A trip to Lapakahi State Park is a trip back in time, a first-hand look into Hawaii's ancient past. Once a seaside fishing village, much of the history of Lapakahi remains a mystery. What was left behind is a fascinating archaeological site that lends insight into how these people lived.
Located along the scenic Kohala coast, Lapakahi has been designated a Hawaii State Historical Park in order to help preserve this important piece of Hawaii history. A pleasant one mile (1.6k) walking tour with interpretive displays leads through the partially restored remains, telling a story of the coastal village and its people dating back nearly 700 years.
What remains of the once thriving settlement includes home sites, burial sites, storage areas for canoes, and even remnants of Hawaiian games. Stone salt pans near the shore collected seawater that was evaporated to create salt, which was then used to preserve fish. A natural cove at the shoreline probably made an easy launching and docking area for canoes. A deep well provided drinking water and a source of water for crops.

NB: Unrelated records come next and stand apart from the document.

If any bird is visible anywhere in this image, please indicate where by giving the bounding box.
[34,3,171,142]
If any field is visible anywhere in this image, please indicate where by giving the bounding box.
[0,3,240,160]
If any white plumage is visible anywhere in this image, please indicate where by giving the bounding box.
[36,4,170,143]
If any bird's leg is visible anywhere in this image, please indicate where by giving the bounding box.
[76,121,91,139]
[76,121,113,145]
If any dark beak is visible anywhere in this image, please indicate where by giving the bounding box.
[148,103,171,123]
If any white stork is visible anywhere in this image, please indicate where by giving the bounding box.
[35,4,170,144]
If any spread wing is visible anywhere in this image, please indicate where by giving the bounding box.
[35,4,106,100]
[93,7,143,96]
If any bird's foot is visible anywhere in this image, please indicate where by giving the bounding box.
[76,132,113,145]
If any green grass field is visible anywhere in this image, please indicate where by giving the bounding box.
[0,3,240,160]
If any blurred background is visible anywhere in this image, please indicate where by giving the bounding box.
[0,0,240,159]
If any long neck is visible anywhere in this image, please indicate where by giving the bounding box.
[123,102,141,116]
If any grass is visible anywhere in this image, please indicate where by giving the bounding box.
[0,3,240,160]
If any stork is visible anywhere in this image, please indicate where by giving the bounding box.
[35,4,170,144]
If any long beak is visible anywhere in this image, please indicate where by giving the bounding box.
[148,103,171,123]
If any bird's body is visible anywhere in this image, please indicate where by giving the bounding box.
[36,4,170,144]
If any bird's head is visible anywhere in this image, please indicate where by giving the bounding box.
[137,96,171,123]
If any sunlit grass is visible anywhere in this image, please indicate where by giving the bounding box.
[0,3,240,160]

It has been theorized that the inhabitants of Lapakahi may have been forced to leave when the water table dropped and their source of fresh water disappeared.
Most of the lava rock walls and remains you see at Lapakahi State Historical Park are original. Thatch or grass roofs provided shelter, supported by long wooden poles. At one time the community would have been filled with small thatched huts that served as homes for Lapakahi's residents.

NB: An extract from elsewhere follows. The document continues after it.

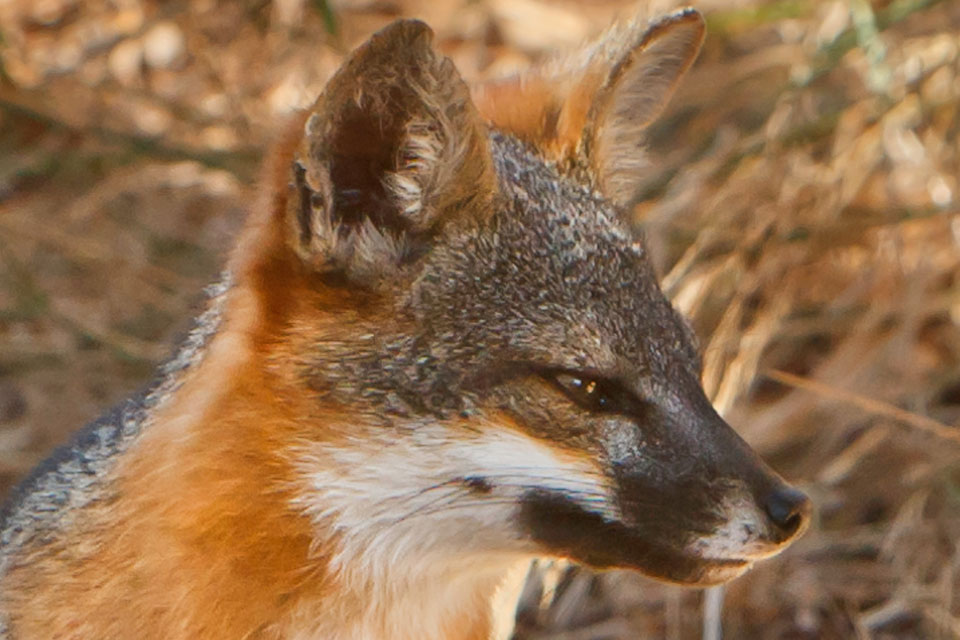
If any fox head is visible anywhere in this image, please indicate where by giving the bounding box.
[246,10,810,585]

Could you survive here? The scenery is beautiful, but try to imagine the challenges these people must have faced every day, living off the land, fishing from the ocean, struggling to survive amidst the barren and rugged landscape. While rich in natural resources, the area is also very exposed, rocky, arid and windy. And yet many generations called Lapakahi home for many hundreds of years.
Offshore from Lapakahi State Historical Park is the Lapakahi Marine Life Conservation District. This is a good place to spot Humpback whales during the winter months. Whales or no whales, the ocean views are spectacular! For adventurous snorkelers and more advanced swimmers, the reef to the north of Lapakahi is a great spot for some very interesting snorkeling when the ocean is calm.
Whether it's on your way to explore Pololu Valley or returning from lunch in Hawi, make plans to stop and enjoy the wonder of Lapakahi State Historical Park. Because of its extreme exposure and little shade, we like to visit early in the day or late afternoon to avoid the hottest part of the day. Located 7 miles (11k) south of Hawi and 11 miles (18k) north of Kawaihae on Highway 270, 45 miles (72k) north of Kailua-Kona. There are restrooms and trash cans but no drinking water.